The Islamic State has claimed responsibility for bombing on Thursday outside Kabul’s Hamid Karzai International Airport, according to media reports.

Reports from Reuters suggested that the responsibility for attack was claimed by the Islamist group on its Amaq News Agency’s Telegram channel.

The news comes as reports of at least a dozen United States military officials being killed in the explosions surface. The incident, which has also claimed multiple civilian lives, has so far killed nearly 60 people and injured 150, according to reports from BBC.

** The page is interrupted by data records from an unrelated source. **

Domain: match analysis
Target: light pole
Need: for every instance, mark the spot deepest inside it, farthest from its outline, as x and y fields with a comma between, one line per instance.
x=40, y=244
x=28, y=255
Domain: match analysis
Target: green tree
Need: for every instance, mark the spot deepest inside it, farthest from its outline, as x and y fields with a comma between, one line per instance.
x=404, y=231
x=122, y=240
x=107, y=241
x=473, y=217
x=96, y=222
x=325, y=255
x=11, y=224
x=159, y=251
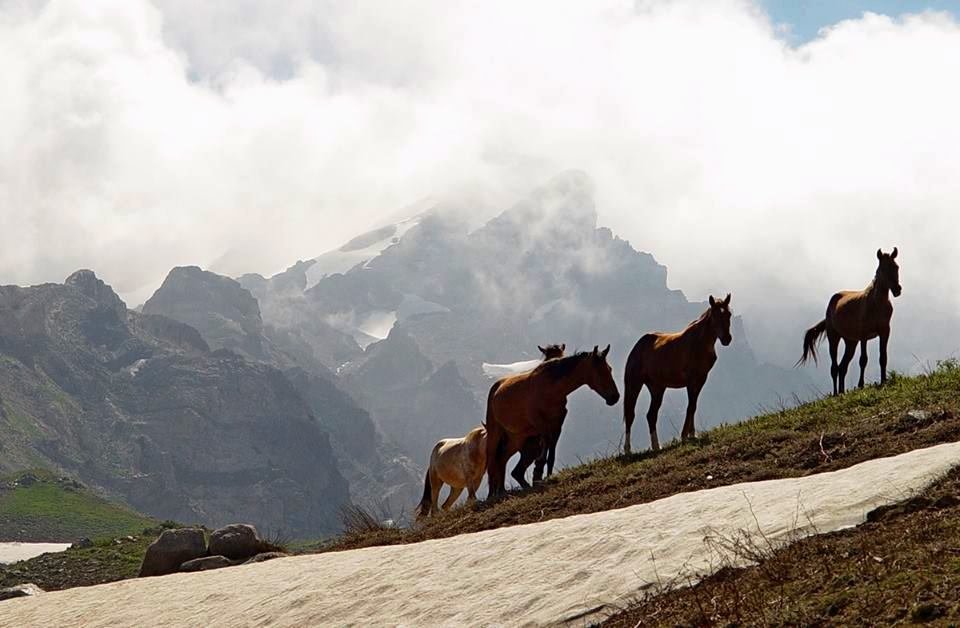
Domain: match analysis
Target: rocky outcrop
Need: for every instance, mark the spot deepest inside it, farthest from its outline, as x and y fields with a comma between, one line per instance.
x=206, y=563
x=139, y=407
x=206, y=300
x=21, y=590
x=224, y=312
x=172, y=549
x=236, y=541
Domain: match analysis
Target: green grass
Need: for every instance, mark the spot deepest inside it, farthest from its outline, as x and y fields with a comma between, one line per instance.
x=823, y=435
x=59, y=510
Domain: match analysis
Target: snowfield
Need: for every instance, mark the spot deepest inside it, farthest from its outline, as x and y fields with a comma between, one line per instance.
x=497, y=371
x=568, y=570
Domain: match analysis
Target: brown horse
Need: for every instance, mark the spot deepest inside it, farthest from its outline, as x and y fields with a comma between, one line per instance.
x=857, y=316
x=539, y=449
x=534, y=404
x=681, y=360
x=459, y=462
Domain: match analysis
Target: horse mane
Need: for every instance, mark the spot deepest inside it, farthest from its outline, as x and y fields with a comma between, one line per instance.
x=558, y=368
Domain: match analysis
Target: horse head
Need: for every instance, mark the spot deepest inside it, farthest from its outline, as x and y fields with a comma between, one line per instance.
x=600, y=376
x=888, y=271
x=720, y=316
x=552, y=351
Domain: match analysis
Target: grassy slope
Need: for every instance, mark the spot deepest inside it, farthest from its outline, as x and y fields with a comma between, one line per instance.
x=820, y=436
x=107, y=561
x=903, y=567
x=54, y=509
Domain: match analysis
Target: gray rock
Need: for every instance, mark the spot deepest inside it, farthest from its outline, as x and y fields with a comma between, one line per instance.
x=21, y=590
x=236, y=541
x=206, y=563
x=172, y=549
x=265, y=556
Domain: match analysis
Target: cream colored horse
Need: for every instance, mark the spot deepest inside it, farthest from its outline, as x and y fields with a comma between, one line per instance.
x=459, y=462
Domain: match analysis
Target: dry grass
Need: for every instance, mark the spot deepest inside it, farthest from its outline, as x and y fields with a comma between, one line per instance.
x=824, y=435
x=902, y=566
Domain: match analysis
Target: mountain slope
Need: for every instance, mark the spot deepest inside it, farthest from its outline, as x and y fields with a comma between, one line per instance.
x=39, y=507
x=540, y=272
x=137, y=405
x=227, y=315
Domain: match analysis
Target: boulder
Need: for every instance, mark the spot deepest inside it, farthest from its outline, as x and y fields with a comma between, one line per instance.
x=172, y=549
x=264, y=556
x=236, y=541
x=205, y=563
x=21, y=590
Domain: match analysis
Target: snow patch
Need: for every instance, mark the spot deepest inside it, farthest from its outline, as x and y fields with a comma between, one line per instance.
x=14, y=552
x=134, y=368
x=358, y=251
x=503, y=370
x=597, y=562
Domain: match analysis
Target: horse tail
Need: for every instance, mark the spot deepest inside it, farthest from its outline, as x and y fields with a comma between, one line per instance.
x=423, y=509
x=810, y=340
x=493, y=389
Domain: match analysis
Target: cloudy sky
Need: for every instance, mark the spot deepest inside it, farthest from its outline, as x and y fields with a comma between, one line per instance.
x=761, y=147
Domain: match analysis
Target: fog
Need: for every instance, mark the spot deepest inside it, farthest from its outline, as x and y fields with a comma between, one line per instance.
x=137, y=136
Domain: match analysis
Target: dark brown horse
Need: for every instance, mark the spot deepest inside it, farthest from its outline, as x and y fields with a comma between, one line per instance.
x=534, y=404
x=681, y=360
x=539, y=449
x=857, y=316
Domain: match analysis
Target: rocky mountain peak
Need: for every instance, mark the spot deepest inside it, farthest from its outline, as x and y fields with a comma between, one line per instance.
x=87, y=282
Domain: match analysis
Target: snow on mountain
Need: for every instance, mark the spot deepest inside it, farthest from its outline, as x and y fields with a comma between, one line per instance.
x=598, y=563
x=359, y=250
x=497, y=371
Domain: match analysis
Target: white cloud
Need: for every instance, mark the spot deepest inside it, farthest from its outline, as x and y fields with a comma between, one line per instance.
x=134, y=137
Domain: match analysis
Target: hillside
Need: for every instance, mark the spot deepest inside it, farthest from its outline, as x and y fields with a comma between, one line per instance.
x=38, y=506
x=823, y=435
x=430, y=299
x=138, y=405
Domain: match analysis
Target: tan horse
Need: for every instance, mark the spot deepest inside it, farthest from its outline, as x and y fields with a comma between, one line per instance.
x=459, y=462
x=534, y=404
x=680, y=360
x=857, y=316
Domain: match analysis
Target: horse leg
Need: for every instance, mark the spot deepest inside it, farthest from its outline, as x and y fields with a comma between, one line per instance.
x=528, y=453
x=631, y=392
x=552, y=452
x=496, y=463
x=689, y=429
x=883, y=356
x=452, y=497
x=863, y=362
x=849, y=348
x=656, y=398
x=435, y=485
x=833, y=339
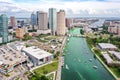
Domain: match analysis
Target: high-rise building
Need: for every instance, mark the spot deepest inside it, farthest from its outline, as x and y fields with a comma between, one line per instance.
x=12, y=21
x=20, y=33
x=69, y=22
x=4, y=28
x=61, y=29
x=37, y=13
x=42, y=21
x=52, y=20
x=33, y=20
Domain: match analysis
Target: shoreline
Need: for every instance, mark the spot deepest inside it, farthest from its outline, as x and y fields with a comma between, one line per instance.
x=106, y=67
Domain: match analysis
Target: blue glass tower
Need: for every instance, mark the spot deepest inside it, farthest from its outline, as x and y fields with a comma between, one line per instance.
x=52, y=20
x=4, y=28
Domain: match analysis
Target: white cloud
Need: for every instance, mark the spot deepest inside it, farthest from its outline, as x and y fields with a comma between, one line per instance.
x=79, y=8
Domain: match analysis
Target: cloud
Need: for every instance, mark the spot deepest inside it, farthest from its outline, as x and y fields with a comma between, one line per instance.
x=72, y=7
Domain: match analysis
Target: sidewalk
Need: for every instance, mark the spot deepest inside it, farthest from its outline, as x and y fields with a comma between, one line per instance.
x=105, y=65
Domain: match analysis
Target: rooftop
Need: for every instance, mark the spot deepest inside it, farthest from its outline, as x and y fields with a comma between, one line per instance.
x=107, y=45
x=108, y=58
x=9, y=56
x=116, y=54
x=36, y=52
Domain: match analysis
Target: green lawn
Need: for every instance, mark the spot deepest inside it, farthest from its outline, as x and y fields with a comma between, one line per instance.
x=116, y=71
x=47, y=68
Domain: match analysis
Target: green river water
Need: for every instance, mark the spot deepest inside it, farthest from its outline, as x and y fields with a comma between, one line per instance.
x=79, y=61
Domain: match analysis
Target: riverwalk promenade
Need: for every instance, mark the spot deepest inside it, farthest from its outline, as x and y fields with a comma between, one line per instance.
x=61, y=59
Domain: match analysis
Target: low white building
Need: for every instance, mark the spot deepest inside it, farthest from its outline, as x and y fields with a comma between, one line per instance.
x=37, y=55
x=107, y=58
x=43, y=31
x=107, y=46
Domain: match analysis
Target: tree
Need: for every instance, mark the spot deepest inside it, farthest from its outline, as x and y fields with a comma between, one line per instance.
x=81, y=31
x=27, y=37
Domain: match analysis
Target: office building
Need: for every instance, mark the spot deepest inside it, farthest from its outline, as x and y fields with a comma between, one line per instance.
x=20, y=33
x=52, y=20
x=4, y=28
x=10, y=58
x=12, y=21
x=42, y=21
x=33, y=20
x=37, y=55
x=61, y=29
x=107, y=46
x=69, y=22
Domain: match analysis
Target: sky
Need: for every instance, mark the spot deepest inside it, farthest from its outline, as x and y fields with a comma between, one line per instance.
x=73, y=8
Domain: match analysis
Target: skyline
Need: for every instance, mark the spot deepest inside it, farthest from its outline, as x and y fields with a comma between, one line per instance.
x=73, y=8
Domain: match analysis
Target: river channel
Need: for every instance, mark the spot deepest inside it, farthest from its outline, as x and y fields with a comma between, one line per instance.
x=80, y=63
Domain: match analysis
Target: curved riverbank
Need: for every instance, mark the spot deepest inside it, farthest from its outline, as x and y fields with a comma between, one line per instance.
x=105, y=65
x=79, y=61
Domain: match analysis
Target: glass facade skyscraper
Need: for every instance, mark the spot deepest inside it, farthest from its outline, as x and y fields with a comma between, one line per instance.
x=52, y=20
x=33, y=20
x=4, y=28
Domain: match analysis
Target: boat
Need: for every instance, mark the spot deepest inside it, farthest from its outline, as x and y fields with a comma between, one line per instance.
x=95, y=67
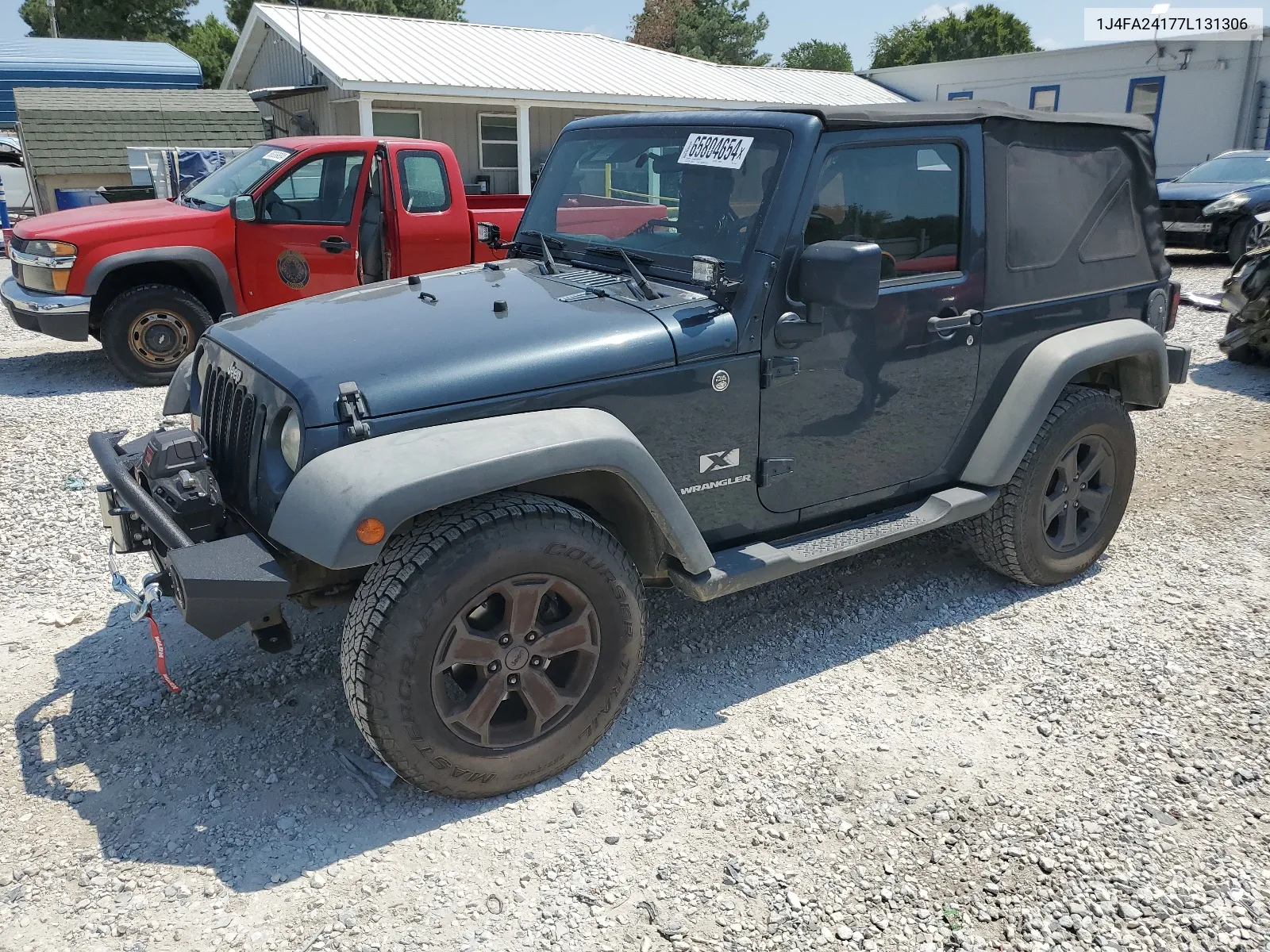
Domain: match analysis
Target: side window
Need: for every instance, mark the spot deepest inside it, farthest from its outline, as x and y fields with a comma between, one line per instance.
x=321, y=190
x=423, y=182
x=906, y=198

The statement on the Telegram channel, “A suicide bomber from the Islamist militant group “managed to reach a large gathering of translators and collaborators with the American army at ‘Baran Camp’ near Kabul Airport and detonated his explosive belt among them, killing about 60 people and wounding more than 100 others, including Taliban fighters.”

Earlier on Thursday, officials from the United States said that they “definitely believed” that the Islamic State was behind the attack.

The death of the 12 service members on Thursday marks the first fatalities faced by the United States in Afghanistan since February last year.

The temporary halt in the killings has been majorly attributed to a deal signed between the Taliban and administration of former US President Donald Trump that included a vow from the Taliban forces to not attack the country’s troops, according to reports from the Washington Post.

What is Islamic State-Khorasan?

Soon after the Islamic State, known as ISIS or ISIS, declared a caliphate in Iraq and Syria in 2014, breakaway fighters from the Pakistan Taliban joined the militants in Afghanistan to form a regional chapter. The group pledged allegiance to Islamic State leader Abu Bakr al-Baghdadi. 

The Islamic State-Khorasan was formally recognised by the Islamic State leadership in 2015 after it established control over northeastern Afghanistan, especially in Kunar, Nangarhar and Nuristan provinces. The group also managed to establish sleeper cells in other parts of Afghanistan and Pakistan, say United Nations monitors.